Total required worker nodes = (Total raw data disk space) / (Raw data disk per node)

You should also consider future growth requirements when estimating disk space.

Based on these sizing principals, Table 8 shows an example for a cluster that must store 500 TB of uncompressed user data. The example shows that the Hortonworks cluster needs 800 TB of raw disk to support 500 TB of uncompressed data. The 800 TB is for data storage and does not include operating system disk space. A total of 15 nodes are required to support a deployment of this size.

Total raw data disk space = 500TB * (4 / 2.5) = 500 * 1.6 = 800TB

Total required worker nodes = 800TB / (4TB * 14 drives) = 800TB / 56TB = 14.2 => 15 nodes


Table 8. Example of storage sizing with 4TB drives Description Value Data storage size required (uncompressed) 500 TB Compression ratio 2.5:1 Size of compressed data 200 TB Storage multiplication factor 4 Raw data disk space needed for Hortonworks cluster 800 TB Storage needed for Hortonworks Hadoop 3x replication 600 TB Reserved storage for headroom (25% of 800TB) 200 TB Raw data disk per node (with 4TB drives * 14 drives) 56 TB Minimum number of nodes required (800/56) 15

7.7 Scaling considerations The Hadoop architecture is linearly scalable but it is important to note that some workloads might not scale completely linearly, so planning ahead for these items will help ease the effort.

When the capacity of the infrastructure is reached, the cluster can be scaled out by adding nodes.
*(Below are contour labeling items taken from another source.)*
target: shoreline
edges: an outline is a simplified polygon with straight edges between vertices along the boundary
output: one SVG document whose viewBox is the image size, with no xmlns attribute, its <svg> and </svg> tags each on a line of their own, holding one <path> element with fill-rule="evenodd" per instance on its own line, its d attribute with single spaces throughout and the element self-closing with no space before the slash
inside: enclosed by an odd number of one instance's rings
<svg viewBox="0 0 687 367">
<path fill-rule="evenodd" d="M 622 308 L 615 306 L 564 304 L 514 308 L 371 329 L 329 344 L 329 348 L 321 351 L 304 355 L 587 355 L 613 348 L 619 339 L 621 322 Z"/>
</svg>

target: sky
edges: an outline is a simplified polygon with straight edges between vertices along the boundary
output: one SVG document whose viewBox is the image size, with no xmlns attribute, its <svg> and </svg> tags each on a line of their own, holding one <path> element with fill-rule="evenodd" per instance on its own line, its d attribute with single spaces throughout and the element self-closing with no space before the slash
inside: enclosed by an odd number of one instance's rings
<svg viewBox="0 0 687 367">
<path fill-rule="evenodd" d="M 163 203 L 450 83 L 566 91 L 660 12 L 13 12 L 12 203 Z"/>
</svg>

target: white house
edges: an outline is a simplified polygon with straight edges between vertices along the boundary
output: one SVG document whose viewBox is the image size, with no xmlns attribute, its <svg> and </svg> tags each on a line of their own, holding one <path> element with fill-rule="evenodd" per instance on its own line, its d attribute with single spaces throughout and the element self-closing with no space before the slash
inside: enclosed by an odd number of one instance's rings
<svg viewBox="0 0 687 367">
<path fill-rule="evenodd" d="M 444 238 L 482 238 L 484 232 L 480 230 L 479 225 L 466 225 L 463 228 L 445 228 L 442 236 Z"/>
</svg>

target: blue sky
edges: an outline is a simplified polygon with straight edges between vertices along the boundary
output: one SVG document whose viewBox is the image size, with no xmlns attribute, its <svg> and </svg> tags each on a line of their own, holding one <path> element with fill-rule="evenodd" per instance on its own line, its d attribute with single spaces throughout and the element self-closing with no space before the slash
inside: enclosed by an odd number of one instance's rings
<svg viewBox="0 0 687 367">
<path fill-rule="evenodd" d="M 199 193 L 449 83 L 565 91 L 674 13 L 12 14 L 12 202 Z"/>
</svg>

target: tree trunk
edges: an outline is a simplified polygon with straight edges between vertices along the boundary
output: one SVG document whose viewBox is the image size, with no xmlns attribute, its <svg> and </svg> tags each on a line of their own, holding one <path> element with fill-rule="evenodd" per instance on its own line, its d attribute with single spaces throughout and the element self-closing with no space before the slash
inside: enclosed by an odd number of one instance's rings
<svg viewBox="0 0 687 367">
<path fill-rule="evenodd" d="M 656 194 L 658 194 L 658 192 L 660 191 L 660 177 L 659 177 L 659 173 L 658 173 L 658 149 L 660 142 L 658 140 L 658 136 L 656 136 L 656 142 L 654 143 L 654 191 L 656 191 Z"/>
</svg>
Typically, identically configured nodes are best to maintain the same ratio of storage and compute capabilities. A Hortonworks cluster is scalable by adding additional SR650 Worker nodes, Master nodes and network switches. As the capacity of a rack is reached, new racks can be added to the cluster.

When a Hortonworks reference architecture implementation is designed, future scale out should be a key consideration in the initial design. There are two key aspects to consider: networking and management. These aspects are critical to cluster operation and become more complex as the cluster infrastructure grows.

The cross rack networking configuration that is shown in Figure 13 provides robust network interconnection of racks within the cluster. As racks are added, the predefined networking topology remains balanced and symmetrical. If there are plans to scale the cluster beyond one rack, a best practice is to initially design the cluster with multiple racks (even if the initial number of nodes fit within one rack). Starting with multiple racks can enforce proper network topology and prevent future re-configuration and hardware changes. As racks are added over time, multiple NE10032 switches might be required for greater scalability and balanced performance.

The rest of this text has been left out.